Zwischenmenschlich dagegen muss er schwere Rückschläge einstecken, verliert fast alle Freunde und seine damalige Partnerin. Bis zum Jahr 2012 stagniert seine Genesung. „Ich konnte keine 20 Meter am Stück gehen“, erinnert er sich. Zu schaffen machen ihm auch die Folgen der Erkrankung: Der künstliche Darmausgang, die durch den Eingriff teilweise verödete Bauchmuskulatur und die Polyneuropathie, ein Nervenleiden, das zu einer schnellen Ermüdung der Gliedmaßen führt. Doch auch diese steile Wand des Schicksals weiß er zu meistern.
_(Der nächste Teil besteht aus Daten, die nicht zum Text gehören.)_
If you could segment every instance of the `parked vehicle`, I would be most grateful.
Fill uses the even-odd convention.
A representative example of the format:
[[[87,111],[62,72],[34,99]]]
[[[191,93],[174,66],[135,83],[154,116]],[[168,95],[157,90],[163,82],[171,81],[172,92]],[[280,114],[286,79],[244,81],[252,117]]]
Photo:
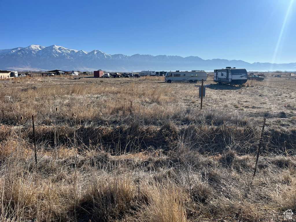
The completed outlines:
[[[248,76],[248,79],[250,80],[256,80],[262,82],[264,80],[264,77],[259,76],[258,75],[252,75],[250,76]]]
[[[10,77],[18,77],[18,75],[17,74],[17,71],[12,71],[10,72],[9,74]]]
[[[104,77],[105,78],[110,78],[111,76],[110,76],[110,74],[109,73],[104,73]]]
[[[55,74],[56,75],[64,75],[65,73],[64,72],[61,72],[61,71],[56,71]]]
[[[141,76],[146,75],[155,75],[156,74],[155,71],[141,71],[139,73],[139,75]]]
[[[203,70],[192,70],[191,71],[168,72],[165,77],[165,82],[169,83],[172,82],[197,82],[203,79],[205,81],[207,76],[207,73]]]
[[[121,74],[120,73],[115,73],[112,74],[113,78],[120,78]]]
[[[78,75],[78,72],[75,72],[75,71],[72,71],[71,72],[71,73],[70,73],[69,75],[71,75],[76,76]]]
[[[245,83],[248,80],[248,73],[245,69],[227,67],[225,69],[214,70],[214,81],[222,85],[223,83],[239,85]]]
Heute gibt Füchsle zweimal wöchentlich Kletterkurse für Erwachsene im DAV-Kletterzentrum in Ingolstadt. Und auch er selbst kann wieder in die Wand steigen und bouldern, wie das Klettern auf Absprunghöhe in der Fachsprache heißt. Wenn auch nur für maximal zwei bis drei Stunden. Zuletzt in der Türkei, wo er erst im November so manchen Fels erkundet hat.

Zu verdanken hat er die Rückkehr ins aktive Leben seiner Ansicht nach auch der neuen Lebenspartnerin. Kennen gelernt haben sich beide über ein Internetforum. Mehr aus Zufall. Heute lebt er mit der Frau und deren Kindern im Landkreis Neuburg-Schrobenhausen.

„Ohne meine Freundin hätte ich wohl nicht mehr begonnen zu klettern“, sagt er. 2012 unternehmen sie eine erste gemeinsame Wandertour. Seitdem ist die Freundin selbst aktive Kletterin. Auch Füchsles Vater, früher ebenfalls Klettersportler, ist vom Eifer seines Sohnes beeindruckt. So sehr, dass auch er mit 79 Jahren wieder mit dem Klettern beginnt. „Was du kannst, kann ich auch“, soll er gesagt haben. Füchsle ist keiner, der aufgibt, sondern anspornt. Sein größter Traum? Noch einmal in die USA, sagt er. Viermal hat er das Kletterparadies schon bereist. Auch an einem Wettkampf für Kletterer mit körperlichen Einschränkungen wollte er heuer teilnehmen. Doch: „Es gibt meine Kategorie nicht“, sagt er lapidar. Das Leuchten in den Augen bleibt trotzdem.